一般の売買市場で通常の売却を行うことを一般売却といいますが、任意売却と一般売却とでは何が違うのでしょうか。
任意売却と一般売却
債務者が競売を回避して任意売却を行う目的は、一般的に競売よりも任意売却のほうが高い金額で売却することが出来るためです。住宅ローンなどの返済が出来なくなった債務者はローンの残債を抱える事となります。
競売であっても任意売却であっても、残債を含めた諸経費を上回る金額で売却できれば別ですが、売却した金額はローンの返済に充てられますので債務者の手元には残らないのが一般的です。

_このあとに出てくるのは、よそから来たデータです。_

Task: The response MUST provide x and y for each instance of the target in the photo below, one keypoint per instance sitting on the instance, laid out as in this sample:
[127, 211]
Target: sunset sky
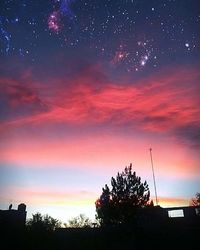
[86, 88]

このため高い金額で売却できるほうがローンの残債が少なるため債務者にとってはその後の返済に大きな違いが出ることになります。この任意売却では一般の売買市場で担保不動産の売却を行うことになりますが、任意売却は一般の売却と違う点がいくつかあります。
任意売却が一般の売却と違う点
任意売却が一般売却と違う大きな点は売却の行為に制約があることです。一般の不動産売却では売主と買主が不動産の売買について合意できればいつでも売却することができます。
しかし、任意売却では売買当事者の合意だけでは不動産を売買することはできず、売主が所有する不動産について担保権を有する債権者の承諾が必要になります。この承諾は売買行為だけでなく、売買金額、引き渡しの時期といった契約の内容についても必要です。また、任意売却による不動産には抵当権が設定されていますが抵当権が抹消できなければ契約は白紙となる特約、売主が瑕疵担保責任を負わない特約が必ず付される点も一般売却とは違う点です。
売主はローンの返済が出来なかった債務者は資力に乏しいケースが多く、損害賠償を求められても対応することは出来ない場合が殆どであるために、このような特約が付されるのです。
その他の違う点
以上で挙げた点が、買主にとっての一般の売買と違う点の主なところとなります。そして売主は売却に時間を掛けることができないために、急いで売却の相手先を見つけなければいけません。これは債権者にとってみれば早く債権の回収を進めたいからです。
あまり時間が掛かるようであれば、債権者は競売による売却を進めることとなります。任意売却は一般の売買市場で売却は出来ますが、実際には多くの制約がありますので事前にこのような一般売却とは違う点を認識した上で手続きを進めることが必要です。